A beginner‑friendly guide to negotiating, understanding, and protecting your equity in tech
For ambitious women building wealth through work, ownership, and smart decisions.
Disclaimer: This is not financial or tax advice and intended for educational purposes only. Please always do your own research and consult a professional (e.g financial advisor, accountant).
Why this matters
Most people skim the equity paragraph and sign.

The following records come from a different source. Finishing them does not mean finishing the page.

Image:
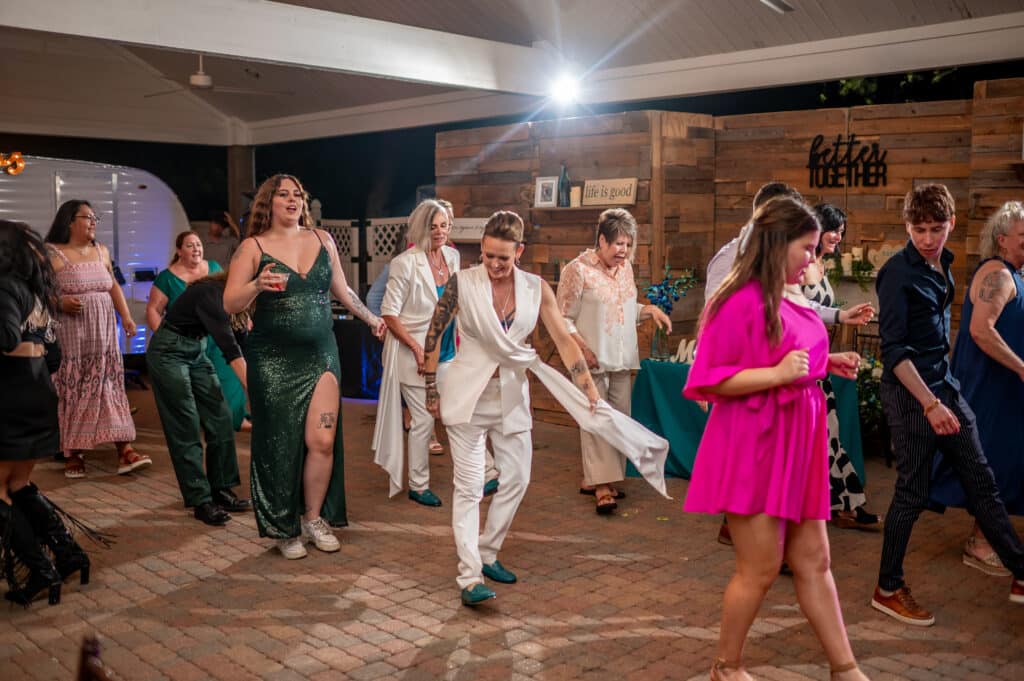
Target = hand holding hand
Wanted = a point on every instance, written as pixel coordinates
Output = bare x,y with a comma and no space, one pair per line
433,400
71,304
857,315
844,364
795,365
943,421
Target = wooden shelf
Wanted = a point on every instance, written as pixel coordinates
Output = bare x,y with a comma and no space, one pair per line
578,208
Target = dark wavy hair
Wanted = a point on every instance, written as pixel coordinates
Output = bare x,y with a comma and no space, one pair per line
23,256
776,224
60,229
259,215
830,217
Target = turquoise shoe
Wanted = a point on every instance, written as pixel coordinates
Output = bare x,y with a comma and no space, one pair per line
497,572
476,594
426,498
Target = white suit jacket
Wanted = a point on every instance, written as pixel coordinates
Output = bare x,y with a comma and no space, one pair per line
412,296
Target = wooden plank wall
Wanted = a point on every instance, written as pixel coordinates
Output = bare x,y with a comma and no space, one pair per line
697,175
996,127
925,142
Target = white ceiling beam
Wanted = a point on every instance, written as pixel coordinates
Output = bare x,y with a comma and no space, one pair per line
275,33
955,43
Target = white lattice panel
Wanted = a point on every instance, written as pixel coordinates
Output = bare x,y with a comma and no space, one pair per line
381,235
346,236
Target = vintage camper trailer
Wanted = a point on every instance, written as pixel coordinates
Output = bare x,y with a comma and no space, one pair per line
139,217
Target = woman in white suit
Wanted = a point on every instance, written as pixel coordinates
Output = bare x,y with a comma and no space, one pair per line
416,282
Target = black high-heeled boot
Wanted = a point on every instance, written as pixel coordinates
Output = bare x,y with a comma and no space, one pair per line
51,530
19,544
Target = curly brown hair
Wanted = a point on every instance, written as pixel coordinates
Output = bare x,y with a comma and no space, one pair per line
259,214
775,225
928,203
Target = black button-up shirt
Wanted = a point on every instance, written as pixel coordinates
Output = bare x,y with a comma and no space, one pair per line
913,315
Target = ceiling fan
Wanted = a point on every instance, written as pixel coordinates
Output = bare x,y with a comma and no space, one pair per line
204,81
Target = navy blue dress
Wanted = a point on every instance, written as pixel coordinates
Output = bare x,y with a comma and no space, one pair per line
996,395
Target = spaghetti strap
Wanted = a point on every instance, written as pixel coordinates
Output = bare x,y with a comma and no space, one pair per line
59,253
316,235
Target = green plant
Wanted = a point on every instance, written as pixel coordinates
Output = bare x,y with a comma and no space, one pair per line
861,272
668,290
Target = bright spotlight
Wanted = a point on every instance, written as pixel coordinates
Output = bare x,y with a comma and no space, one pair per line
565,90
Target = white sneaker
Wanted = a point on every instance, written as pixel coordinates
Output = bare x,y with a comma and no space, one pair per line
320,534
292,548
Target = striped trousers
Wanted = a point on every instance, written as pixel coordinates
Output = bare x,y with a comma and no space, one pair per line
914,443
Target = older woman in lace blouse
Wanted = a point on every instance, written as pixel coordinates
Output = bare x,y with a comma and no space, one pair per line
598,298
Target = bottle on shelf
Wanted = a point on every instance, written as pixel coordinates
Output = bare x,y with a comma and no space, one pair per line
563,187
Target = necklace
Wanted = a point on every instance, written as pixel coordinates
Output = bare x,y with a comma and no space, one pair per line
439,265
503,314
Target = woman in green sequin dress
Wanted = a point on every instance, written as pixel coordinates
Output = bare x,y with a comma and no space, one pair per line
293,369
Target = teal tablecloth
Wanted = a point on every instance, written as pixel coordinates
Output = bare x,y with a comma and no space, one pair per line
658,405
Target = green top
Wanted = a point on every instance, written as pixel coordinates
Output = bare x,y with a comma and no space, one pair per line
171,285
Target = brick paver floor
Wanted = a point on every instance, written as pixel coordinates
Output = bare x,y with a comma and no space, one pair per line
633,596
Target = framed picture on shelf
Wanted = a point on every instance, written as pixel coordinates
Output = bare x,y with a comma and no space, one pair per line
546,192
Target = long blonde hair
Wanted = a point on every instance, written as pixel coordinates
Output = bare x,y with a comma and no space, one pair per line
763,256
998,224
259,215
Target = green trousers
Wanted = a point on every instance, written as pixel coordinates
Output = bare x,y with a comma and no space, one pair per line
189,399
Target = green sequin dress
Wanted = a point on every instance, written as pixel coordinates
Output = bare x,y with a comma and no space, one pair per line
290,347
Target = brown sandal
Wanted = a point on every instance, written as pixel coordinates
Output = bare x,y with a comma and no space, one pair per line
130,460
74,466
606,504
849,667
721,665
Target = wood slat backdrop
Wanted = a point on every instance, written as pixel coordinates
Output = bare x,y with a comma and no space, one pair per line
697,175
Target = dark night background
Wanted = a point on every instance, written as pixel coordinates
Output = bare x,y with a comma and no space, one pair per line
376,174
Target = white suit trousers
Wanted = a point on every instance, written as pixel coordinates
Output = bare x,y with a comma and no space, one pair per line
601,462
513,456
421,429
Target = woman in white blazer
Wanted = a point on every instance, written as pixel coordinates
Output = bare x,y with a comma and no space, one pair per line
416,282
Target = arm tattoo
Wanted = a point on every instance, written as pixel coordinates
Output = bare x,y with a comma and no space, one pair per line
357,308
442,314
990,287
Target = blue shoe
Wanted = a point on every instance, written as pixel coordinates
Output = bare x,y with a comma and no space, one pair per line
476,595
426,498
497,572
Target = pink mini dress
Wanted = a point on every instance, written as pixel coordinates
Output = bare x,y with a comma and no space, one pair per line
766,452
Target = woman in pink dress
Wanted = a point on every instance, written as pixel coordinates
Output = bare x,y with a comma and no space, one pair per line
93,408
764,456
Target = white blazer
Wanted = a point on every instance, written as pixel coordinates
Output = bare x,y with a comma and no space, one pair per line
411,296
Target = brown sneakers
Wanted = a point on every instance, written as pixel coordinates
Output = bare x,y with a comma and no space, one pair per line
900,605
1017,591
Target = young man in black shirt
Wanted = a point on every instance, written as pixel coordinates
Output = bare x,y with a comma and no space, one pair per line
923,405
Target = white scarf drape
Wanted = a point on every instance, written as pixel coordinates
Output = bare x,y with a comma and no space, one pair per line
485,345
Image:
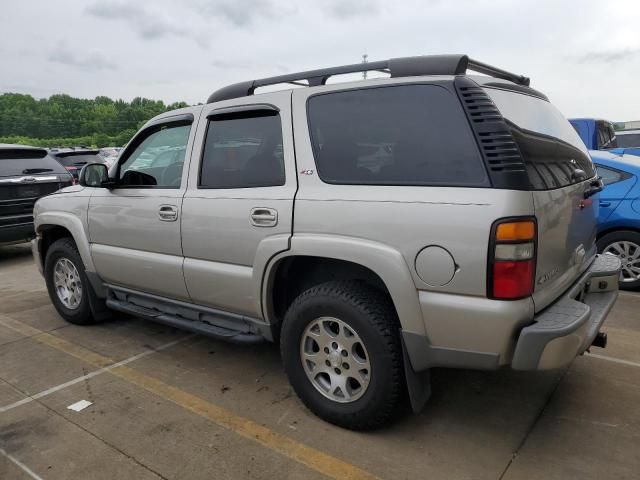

That’s how wealth is left on the table.
This guide shows you - in plain English - how stock options really work, where taxes sneak in, how dilution erodes your stake, and exactly what to ask for before you sign.
You’ll learn:
- The core concepts (vesting, cliffs, option types, exercise windows, dilution)
- The math (what your shares could be worth at different exits)
- The tax traps (AMT + 83(b) explained clearly)
- The questions to ask (and why each one protects you)
What Are Stock Options?
- Definition: A stock option gives you the right (not obligation) to buy a share of company stock at a fixed price, called the strike price (or exercise price).
- Why they exist: Startups often can’t pay Big Tech salaries, so they use stock options to let employees share in the upside if the company grows or gets acquired.
- How you make money: If the company grows, the fair market value (FMV) of the stock (what the shares are worth today) goes up. If FMV > strike, you can buy low (strike price) and later sell high (FMV or exit price).